Run multiple Claude Code sessions in parallel? Each gets a distinct identity (color + short tag, so two runs in the same folder never blur together) and a live status. See a failure in agent #3 while watching agent #1.

Real token & cost metrics

Pulls actual token usage from the Claude Code transcript (input + cache_read + cache_creation + output) instead of estimating. Falls back to a character-based heuristic when the transcript isn't reachable.

Narrative Engine (optional)

Connect a Groq or local Ollama instance and TraceBack generates a 1–2 sentence plain-English summary of the session after each tool call. "It's been reading config files and is about to make its first edit."

Chat assistant (optional)

Ask questions about the current session directly in the webview. "Why did the agent fail?", "What files were touched?", "Is this loop intentional?" — answered with the timeline already loaded as context.

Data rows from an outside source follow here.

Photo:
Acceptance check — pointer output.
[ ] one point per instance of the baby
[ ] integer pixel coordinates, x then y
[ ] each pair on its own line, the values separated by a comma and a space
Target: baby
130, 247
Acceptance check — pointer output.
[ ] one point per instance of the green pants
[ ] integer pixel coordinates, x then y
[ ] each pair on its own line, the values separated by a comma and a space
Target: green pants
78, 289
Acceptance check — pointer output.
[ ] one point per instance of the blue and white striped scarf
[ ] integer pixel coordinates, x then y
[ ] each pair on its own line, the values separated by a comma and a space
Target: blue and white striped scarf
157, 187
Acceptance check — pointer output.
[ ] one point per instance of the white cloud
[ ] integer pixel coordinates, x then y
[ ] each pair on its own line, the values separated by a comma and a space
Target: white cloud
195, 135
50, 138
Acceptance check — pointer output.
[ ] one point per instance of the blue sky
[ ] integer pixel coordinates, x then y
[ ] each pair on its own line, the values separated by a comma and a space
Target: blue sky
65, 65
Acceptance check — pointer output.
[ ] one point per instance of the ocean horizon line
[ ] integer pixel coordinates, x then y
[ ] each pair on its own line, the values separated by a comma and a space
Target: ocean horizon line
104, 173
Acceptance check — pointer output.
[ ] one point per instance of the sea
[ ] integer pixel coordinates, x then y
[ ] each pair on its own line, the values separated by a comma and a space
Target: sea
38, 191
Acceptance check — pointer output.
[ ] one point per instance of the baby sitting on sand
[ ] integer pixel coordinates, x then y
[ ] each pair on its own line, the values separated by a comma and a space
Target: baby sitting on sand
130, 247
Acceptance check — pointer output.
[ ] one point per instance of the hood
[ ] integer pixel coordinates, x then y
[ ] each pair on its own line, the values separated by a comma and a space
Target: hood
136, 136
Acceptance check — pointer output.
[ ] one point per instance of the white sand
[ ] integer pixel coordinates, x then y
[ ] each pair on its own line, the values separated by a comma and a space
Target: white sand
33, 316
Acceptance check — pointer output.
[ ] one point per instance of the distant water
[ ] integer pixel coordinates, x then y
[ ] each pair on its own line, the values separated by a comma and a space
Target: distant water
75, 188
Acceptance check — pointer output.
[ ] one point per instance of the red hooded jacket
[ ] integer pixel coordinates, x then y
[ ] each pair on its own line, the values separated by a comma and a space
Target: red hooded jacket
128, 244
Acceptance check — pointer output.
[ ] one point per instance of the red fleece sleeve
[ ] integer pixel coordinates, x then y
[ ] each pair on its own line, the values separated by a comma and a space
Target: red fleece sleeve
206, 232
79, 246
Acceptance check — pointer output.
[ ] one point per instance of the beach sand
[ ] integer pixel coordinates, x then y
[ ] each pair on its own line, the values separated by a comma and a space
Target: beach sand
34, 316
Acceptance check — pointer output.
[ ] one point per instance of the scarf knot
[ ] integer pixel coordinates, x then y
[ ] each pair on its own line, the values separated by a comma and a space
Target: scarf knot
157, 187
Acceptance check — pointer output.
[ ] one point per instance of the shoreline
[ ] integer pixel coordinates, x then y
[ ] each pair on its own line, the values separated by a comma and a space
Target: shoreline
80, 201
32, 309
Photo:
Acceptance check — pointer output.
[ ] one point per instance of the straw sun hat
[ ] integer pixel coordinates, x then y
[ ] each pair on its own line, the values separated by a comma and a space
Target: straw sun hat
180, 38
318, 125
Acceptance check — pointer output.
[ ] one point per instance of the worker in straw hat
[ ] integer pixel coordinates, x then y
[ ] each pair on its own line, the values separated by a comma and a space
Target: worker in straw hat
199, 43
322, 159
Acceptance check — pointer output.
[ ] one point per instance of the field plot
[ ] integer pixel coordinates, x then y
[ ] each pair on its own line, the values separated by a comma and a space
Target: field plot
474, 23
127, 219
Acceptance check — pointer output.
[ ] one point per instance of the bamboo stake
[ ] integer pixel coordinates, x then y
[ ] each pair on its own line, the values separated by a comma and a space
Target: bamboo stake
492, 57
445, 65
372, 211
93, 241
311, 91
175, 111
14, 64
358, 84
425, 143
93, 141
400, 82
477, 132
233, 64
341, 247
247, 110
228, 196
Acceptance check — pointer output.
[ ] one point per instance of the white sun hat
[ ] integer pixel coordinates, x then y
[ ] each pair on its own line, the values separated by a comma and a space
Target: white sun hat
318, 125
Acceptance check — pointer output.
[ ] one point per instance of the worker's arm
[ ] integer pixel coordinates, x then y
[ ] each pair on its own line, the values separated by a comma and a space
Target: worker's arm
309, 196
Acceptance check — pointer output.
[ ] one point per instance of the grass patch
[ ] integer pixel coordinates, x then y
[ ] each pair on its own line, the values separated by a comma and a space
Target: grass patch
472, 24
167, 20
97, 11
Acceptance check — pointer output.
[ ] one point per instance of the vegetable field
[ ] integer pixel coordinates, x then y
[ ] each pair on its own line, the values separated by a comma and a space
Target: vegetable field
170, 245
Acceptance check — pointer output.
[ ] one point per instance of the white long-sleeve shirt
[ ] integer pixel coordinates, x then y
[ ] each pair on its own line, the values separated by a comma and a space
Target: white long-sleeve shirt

Curated payloads & copy-everything

Expanded cards show purpose-built views instead of raw dumps: Bash commands with exit pills, file ops with line/byte metrics, plus a deterministic one-line outcome that explains known failures in plain English ("path is a directory — Read only works on files"). Raw input/output stays one click away, and everything is copyable.

Export

One Export session menu, four formats: JSON (the raw session), Markdown (a conversation-shaped post-mortem for a GitHub issue or a handoff to a fresh agent), a self-contained shareable HTML page, or a PNG snapshot.

Auto hook management

TraceBack surgically adds and removes only its own entries in ~/.claude/settings.json — never touches unrelated config.

Requirements

Requirement	Version
VS Code	`^1.85.0`
Claude Code CLI	latest
`curl`	on `PATH`
Node.js (dev only)	`^20`
Groq API key or Ollama (optional)	for Narrative Engine

Installation

From source (recommended while pre-release)

git clone https://github.com/madiyarzm/TraceBack
cd TraceBack
npm install && cd webview && npm install && cd ..
npm run compile && npm run build:webview

Open the repo in VS Code and press F5 to launch the Extension Development Host. To install it permanently:

npm run package                           # produces traceback-<version>.vsix
code --install-extension traceback-*.vsix

Pro tip — richer traces with one CLAUDE.md line

TraceBack mines the sentence Claude writes right before each tool call and shows it on the action card as the call's intent — the "why" behind every step. TraceBack already nudges the agent toward this on substantial prompts, but you can make narration a standing habit by adding this to your ~/.claude/CLAUDE.md (global) or your project's CLAUDE.md:

## Working style
- Before each tool call, state in one concise sentence what you are about
  to do and why. One sentence, then the call — no filler like "Perfect!"
  or bare "Now let me...".
- When you make a judgment call (an assumption, a trade-off, choosing one
  approach over another), say so explicitly in prose.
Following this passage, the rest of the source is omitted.